Casos curiosos não faltam para as recepcionistas contarem. Um deles ocorreu com Priscila. Com um orçamento em mãos dos serviços a serem executados em um automóvel, ligou para uma unidade da marca em determinada cidade para passar a lista das peças.

Em determinado ponto da conversa telefônica com um rapaz que Priscila falava pela primeira vez, o mesmo a questionou sobre a utilização do termo “caneta da direção hidráulica”. “Ele disse que tal expressão e o equipamento não existiam mais. Fiquei assustada, pois além de ser hora do almoço tinha várias coisas para fazer”, conta ela.

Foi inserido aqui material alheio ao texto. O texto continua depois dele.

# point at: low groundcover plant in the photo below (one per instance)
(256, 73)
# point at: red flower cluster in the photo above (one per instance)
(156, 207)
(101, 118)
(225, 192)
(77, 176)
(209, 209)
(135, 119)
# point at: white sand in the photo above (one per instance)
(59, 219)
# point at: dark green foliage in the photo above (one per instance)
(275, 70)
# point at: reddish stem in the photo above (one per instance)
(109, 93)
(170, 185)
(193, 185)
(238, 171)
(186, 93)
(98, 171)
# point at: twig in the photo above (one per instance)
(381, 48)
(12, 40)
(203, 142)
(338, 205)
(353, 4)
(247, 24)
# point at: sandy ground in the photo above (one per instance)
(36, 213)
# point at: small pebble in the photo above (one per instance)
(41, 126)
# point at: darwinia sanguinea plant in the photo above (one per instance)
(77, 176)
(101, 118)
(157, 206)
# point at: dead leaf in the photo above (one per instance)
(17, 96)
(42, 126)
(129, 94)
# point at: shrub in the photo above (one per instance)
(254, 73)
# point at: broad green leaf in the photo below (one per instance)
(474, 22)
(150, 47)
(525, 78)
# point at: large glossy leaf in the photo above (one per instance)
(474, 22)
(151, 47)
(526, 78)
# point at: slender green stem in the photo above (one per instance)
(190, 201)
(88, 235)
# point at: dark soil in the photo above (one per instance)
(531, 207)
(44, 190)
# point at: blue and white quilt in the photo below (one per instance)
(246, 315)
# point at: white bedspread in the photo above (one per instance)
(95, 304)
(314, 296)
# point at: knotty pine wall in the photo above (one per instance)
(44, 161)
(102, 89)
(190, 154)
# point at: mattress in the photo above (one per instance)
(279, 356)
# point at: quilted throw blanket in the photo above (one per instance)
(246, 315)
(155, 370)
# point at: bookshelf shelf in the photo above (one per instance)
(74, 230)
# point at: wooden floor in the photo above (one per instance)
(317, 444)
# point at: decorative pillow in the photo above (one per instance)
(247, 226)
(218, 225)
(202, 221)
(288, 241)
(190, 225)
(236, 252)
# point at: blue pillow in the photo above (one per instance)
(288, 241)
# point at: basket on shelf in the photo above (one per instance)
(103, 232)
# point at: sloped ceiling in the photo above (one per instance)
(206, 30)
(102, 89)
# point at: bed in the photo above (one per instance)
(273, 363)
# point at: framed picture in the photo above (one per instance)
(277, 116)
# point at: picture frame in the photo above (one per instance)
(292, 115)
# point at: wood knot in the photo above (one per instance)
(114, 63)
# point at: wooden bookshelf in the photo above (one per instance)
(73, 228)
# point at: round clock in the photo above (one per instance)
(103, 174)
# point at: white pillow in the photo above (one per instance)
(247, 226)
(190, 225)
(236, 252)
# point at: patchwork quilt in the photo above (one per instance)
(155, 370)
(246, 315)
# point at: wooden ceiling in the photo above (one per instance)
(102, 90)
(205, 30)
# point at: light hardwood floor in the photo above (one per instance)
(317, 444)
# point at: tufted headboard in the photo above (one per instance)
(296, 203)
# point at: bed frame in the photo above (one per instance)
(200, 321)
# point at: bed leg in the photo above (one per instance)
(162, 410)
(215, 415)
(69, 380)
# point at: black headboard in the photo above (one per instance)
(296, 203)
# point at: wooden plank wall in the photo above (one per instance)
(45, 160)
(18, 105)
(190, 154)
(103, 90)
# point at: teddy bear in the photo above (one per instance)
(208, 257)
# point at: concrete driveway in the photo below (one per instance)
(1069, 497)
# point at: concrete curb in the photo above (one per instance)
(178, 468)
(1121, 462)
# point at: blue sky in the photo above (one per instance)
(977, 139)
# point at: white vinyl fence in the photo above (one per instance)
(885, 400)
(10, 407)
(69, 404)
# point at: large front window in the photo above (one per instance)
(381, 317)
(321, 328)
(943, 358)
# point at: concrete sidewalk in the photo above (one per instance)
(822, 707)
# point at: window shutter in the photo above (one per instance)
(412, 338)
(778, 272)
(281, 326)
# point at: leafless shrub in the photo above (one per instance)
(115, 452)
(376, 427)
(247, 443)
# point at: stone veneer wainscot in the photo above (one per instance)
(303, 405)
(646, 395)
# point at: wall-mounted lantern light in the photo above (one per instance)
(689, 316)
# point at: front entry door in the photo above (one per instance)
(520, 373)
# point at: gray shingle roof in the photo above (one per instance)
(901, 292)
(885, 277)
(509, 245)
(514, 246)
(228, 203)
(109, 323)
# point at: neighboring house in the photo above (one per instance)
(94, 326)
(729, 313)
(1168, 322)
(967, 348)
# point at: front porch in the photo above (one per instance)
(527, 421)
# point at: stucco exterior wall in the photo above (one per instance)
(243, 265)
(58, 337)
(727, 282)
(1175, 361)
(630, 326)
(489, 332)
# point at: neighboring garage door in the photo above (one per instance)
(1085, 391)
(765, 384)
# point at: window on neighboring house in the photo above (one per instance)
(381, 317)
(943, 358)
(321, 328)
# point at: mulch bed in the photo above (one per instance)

Na seqüência, já após o almoço, Priscila resolveu perguntar para o mecânico da firma o porquê dele ter colocado aquele termo. Com a resposta ela acabou fazendo uma descoberta: tinha caído em uma brincadeira do seu interlocutor telefônico. “O mecânico me garantiu que o termo era usual. Então, conclui que o cara estava tirando uma comigo. Depois, liguei para ele para falar que não estava errado meu orçamento e, a partir do momento que ele soube que eu era uma das filhas do proprietário, o tratamento dele comigo mudou completamente”, destaca ela.

Em outra oportunidade, Patricia viajava sozinha em seu veículo com destino a São Paulo. Eram cerca de 10 horas e a recepcionista tinha de chegar antes das 14 horas para fazer uma prova. Entretanto, seu carro quase chegou a ferver e, por isso, precisava parar em períodos regulares para esfriar o motor. “Tinha que agir assim, pois sei que se o propulsor fervesse os prejuízos seriam grandes”, frisa ela.

Ao chegar em um posto dirigiu-se diretamente para uma auto-elétrica. Mas, consciente da situação em que se encontrava, foi logo avisando: “Falei para o eletricista que tinha uma oficina em Bauru e o alertei que se precisasse trocar uma peça ligaria antes para confirmar a real necessidade. Ele colocou água no radiador, pediu para acompanhar o marcador da temperatura e não arriscou a fazer nenhum orçamento”, conclui Priscila.